Fans of the golden age of science fiction will recognize this system as a version of Waldo F. Jones’s Synchronous Reduplicating Pantograph, although the concept has even deeper roots in sci-fi:

The thought suddenly struck me: I can make micro hands for my little hands. I can make the same gloves for them as I did for my living hands, use the same system to connect them to the handles ten times smaller than my micro arms, and then...I will have real micro arms, they will chop my movements two hundred times. With these hands I will burst into such a smallness of life that they have only seen, but where no one else has disposed of their own hands. And I got to work.

With their very real and not science fiction system, the researchers were able to successfully determine that pill bugs can exert about 10 micronewtons of force through their legs, which is about the same as what has been estimated using other techniques. This is just a proof-of-concept study, but I’m excited about the potential here, because there is still so much of the world that humans haven’t yet been able to really touch. And besides just insect-scale tickling, there’s a broader practical context here around the development of insect-scale robots. Insects have had insect-scale sensing and mobility and whatnot pretty well figured out for a long time now, and if we’re going to make robots that can do insectlike things, we’re going to do it by learning as much as we can directly from insects themselves.
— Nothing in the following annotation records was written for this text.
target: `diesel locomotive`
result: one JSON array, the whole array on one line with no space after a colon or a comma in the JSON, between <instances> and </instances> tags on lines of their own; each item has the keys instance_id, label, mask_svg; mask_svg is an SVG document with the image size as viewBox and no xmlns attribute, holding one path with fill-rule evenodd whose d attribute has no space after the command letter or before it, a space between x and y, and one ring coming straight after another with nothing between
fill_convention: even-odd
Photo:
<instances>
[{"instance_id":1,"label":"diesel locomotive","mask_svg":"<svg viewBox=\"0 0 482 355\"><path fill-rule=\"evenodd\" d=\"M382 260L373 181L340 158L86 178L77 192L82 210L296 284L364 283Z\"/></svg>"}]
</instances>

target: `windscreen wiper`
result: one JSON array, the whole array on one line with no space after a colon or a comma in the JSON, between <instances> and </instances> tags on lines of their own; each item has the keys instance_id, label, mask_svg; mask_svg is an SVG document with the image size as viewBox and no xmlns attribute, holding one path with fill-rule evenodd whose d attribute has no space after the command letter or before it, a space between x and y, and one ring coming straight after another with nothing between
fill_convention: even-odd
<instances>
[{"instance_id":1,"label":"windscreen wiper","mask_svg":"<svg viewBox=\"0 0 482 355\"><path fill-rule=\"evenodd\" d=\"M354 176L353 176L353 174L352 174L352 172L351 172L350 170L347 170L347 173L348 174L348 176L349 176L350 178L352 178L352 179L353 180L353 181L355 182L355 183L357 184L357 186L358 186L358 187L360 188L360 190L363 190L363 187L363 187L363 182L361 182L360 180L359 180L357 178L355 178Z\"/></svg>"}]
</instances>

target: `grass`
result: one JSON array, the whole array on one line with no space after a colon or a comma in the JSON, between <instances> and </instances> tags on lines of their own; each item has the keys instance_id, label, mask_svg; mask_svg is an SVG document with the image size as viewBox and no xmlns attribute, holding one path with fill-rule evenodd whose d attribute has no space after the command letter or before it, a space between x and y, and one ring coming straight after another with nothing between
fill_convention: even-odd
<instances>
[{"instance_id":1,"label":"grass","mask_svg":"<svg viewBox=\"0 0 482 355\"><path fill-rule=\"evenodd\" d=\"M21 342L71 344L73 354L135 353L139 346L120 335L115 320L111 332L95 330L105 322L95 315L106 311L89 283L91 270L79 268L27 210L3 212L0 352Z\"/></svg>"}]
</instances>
“With our strain-sensing microfinger, we were able to directly measure the pushing motion and force of the legs and torso of a pill bug—something that has been impossible to achieve previously. We anticipate that our results will lead to further technological development for microfinger-insect interactions, leading to human-environment interactions at much smaller scales.”
—Satoshi Konishi, Ritsumeikan University

I should also be clear that despite the headline, I don’t know if it’s actually possible to tickle a bug. A Google search for “are insects ticklish” turns up one single result, from someone asking this question on the “StonerThoughts” subreddit. There is some suggestion that tickling, or more specifically the kind of tickling that is surprising and can lead to laughter called gargalesis, has evolved in social mammals to promote bonding. The other kind of tickling is called knismesis, which is more of an unpleasant sensation that causes irritation or distress. You know, like the feeling of a bug crawling on you. It seems plausible (to me, anyway) that bugs may experience some kind of knismesis—but I think that someone needs to get in there and do some science, especially now that we have the tools to make it happen.